Army researchers are forging new paths in material development to bring to Soldiers equipment and supplies tougher than steel, from materials that don't yet exist.
As part of a 10-year program involving partners from universities and industry, Army Research Laboratory scientists are investigating novel approaches that will result in the development of new classes of materials to protect Soldiers, their warfighting and communication equipment and the combat vehicles they rely on to get them in and out of warzones.
Building upon expertise in coupling materials together to arrive at the best Soldier solutions like ballistic vests and helmets, the ARL-led collaborative research team is forging a new path to develop new materials. They're taking unprecedented approaches to examine materials. They will design the atomic level structures down to the crystal and molecular level to create transformational materials that will be used in future uniforms, electronic devices, armored vehicles and anything else Soldiers touch, or touch Soldiers.
When researchers achieve this understanding, Soldiers could then be outfitted with 30 percent lighter weight, more robust but less cumbersome protection equipment; weapon systems that have five to 10 times their current energy output; 30 percent more battlefield power; and electronics with 30 percent longer battlefield lifetimes. These improvements will free up Soldiers to focus on devastating the enemy's willpower and ability to act.

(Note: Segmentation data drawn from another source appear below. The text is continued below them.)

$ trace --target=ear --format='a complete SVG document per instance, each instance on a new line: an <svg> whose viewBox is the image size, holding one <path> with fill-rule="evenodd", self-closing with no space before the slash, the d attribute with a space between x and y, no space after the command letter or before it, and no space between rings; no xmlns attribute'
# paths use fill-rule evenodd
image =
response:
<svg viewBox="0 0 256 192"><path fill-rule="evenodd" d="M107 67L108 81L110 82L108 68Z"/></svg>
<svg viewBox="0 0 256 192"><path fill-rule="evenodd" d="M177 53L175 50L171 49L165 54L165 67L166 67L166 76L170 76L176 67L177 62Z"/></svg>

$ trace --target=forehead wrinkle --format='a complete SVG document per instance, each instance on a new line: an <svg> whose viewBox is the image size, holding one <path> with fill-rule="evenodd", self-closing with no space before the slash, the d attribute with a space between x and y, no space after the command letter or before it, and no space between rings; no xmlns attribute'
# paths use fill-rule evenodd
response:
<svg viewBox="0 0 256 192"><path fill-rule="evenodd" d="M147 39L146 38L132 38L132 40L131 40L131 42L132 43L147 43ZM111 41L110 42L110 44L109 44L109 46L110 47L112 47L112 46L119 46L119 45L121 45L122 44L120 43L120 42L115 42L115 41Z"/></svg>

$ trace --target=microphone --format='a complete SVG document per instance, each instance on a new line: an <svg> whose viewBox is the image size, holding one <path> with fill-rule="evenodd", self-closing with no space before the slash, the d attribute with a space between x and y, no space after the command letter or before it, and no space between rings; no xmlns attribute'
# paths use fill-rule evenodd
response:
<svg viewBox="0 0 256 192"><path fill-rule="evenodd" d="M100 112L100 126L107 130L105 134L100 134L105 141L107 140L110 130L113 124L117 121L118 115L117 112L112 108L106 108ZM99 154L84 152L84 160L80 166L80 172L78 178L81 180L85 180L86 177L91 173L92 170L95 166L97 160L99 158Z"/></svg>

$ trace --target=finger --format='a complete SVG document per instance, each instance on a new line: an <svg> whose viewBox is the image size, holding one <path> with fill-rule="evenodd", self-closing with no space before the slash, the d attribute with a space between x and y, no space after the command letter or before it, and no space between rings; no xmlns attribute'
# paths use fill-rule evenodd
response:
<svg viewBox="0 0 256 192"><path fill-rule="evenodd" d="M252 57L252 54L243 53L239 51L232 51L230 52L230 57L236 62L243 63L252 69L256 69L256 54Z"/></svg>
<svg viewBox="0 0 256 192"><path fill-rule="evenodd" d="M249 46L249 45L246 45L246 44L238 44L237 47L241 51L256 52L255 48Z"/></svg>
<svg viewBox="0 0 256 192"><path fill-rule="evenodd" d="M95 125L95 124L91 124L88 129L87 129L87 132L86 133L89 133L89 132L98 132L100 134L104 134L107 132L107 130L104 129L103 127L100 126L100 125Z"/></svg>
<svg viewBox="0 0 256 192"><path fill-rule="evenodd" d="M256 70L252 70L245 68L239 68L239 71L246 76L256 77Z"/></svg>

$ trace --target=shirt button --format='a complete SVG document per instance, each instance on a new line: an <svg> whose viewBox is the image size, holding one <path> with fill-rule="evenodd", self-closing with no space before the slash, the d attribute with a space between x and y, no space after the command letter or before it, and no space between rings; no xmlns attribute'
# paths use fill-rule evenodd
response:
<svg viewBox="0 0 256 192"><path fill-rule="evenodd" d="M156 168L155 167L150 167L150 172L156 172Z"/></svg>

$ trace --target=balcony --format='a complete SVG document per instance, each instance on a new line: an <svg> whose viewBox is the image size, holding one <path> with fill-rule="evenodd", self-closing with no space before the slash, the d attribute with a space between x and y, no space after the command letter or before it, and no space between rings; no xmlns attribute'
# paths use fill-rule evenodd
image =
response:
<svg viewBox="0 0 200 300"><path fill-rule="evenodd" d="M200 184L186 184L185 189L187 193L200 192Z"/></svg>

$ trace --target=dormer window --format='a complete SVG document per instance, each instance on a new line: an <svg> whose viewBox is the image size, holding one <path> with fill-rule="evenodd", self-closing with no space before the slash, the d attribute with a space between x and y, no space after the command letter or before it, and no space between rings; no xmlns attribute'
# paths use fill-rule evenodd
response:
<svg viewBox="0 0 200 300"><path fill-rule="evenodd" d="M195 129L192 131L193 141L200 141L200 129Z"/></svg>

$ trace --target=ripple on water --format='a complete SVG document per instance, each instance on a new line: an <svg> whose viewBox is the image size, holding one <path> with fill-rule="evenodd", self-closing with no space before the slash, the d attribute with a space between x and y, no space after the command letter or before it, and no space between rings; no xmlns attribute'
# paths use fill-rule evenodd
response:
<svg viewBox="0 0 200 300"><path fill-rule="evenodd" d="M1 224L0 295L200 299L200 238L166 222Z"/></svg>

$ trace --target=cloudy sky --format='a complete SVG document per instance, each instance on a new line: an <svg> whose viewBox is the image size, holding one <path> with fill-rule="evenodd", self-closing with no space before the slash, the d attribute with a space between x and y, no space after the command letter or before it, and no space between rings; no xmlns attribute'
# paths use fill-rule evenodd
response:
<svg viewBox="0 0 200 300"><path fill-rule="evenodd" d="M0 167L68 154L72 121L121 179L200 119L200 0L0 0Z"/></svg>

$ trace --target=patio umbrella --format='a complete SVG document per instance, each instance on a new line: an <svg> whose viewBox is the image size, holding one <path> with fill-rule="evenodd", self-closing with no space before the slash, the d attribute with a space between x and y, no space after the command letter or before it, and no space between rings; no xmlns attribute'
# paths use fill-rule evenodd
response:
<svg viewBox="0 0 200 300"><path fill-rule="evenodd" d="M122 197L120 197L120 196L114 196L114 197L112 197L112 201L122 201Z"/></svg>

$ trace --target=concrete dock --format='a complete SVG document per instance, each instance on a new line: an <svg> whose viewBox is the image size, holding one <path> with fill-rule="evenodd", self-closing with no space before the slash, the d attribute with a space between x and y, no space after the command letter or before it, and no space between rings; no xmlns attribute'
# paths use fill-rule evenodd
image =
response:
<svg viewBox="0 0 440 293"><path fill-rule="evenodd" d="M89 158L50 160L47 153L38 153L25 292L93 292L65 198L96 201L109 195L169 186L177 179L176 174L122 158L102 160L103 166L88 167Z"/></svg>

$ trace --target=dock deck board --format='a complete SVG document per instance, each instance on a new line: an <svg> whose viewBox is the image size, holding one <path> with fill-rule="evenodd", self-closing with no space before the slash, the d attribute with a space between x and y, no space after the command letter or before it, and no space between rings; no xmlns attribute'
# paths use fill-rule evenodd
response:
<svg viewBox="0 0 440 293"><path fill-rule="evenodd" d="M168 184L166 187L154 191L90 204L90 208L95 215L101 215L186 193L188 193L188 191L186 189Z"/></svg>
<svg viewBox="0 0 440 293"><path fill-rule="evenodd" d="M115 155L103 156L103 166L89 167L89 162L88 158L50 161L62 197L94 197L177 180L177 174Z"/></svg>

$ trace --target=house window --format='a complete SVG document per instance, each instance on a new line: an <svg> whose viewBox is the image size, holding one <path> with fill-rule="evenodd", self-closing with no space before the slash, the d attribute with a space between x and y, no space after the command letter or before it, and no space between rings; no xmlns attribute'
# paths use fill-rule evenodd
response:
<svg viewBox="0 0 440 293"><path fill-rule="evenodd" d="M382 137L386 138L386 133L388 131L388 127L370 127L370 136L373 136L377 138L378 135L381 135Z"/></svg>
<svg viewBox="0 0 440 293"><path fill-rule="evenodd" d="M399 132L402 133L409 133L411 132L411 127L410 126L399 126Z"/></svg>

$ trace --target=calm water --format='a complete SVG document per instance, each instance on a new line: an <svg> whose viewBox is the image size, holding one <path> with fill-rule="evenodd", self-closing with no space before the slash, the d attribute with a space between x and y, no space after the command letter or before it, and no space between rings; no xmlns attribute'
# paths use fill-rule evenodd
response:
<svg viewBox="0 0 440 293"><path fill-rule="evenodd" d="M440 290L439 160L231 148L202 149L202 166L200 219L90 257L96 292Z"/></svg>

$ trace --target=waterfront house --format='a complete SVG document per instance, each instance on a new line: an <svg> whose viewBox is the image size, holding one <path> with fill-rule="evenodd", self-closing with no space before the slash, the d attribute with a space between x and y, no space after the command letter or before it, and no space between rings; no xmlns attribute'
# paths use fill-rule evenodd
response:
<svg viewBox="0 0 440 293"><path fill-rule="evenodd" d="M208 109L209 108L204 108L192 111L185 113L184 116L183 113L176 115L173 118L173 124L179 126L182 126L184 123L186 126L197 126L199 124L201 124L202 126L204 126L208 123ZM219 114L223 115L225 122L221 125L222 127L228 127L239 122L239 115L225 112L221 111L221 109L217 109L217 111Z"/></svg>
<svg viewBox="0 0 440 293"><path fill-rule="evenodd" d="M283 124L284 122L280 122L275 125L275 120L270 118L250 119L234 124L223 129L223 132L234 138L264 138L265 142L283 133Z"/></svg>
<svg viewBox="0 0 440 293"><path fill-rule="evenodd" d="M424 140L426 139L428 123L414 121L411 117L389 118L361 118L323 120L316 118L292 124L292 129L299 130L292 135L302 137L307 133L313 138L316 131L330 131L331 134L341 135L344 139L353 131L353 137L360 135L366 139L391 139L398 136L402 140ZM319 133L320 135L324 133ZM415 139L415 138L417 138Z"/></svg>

This program requires Army scientists to model and examine materials in extreme environments. "To make things harder, we want to see them (the materials) while they are exploding, or being blasted, or being hit by armor piercing projectiles, or being used as a battery. Not an easy task but an exciting one," said Dr. John Beatty, who manages ARL's Materials in Extreme Dynamic Environments Collaborative Research Alliance. Under his watch, this alliance will build the capability to design revolutionary materials for protecting Soldiers. He said "no longer will we take materials 'off the shelf' to put into armor systems. Instead materials will become an integral part of the design process itself."
To complement ARL's expertise in protection materials, modeling, high strain rate characterization and computational tool development, ARL named Johns Hopkins University as the lead research organization of its external collaborative research team that's looking at materials in extreme environments, like the environments found when personnel and vehicle armor systems protect the Soldier from projectiles or explosions. Major partner institutions include the California Institute of Technology, the University of Delaware and Rutgers University.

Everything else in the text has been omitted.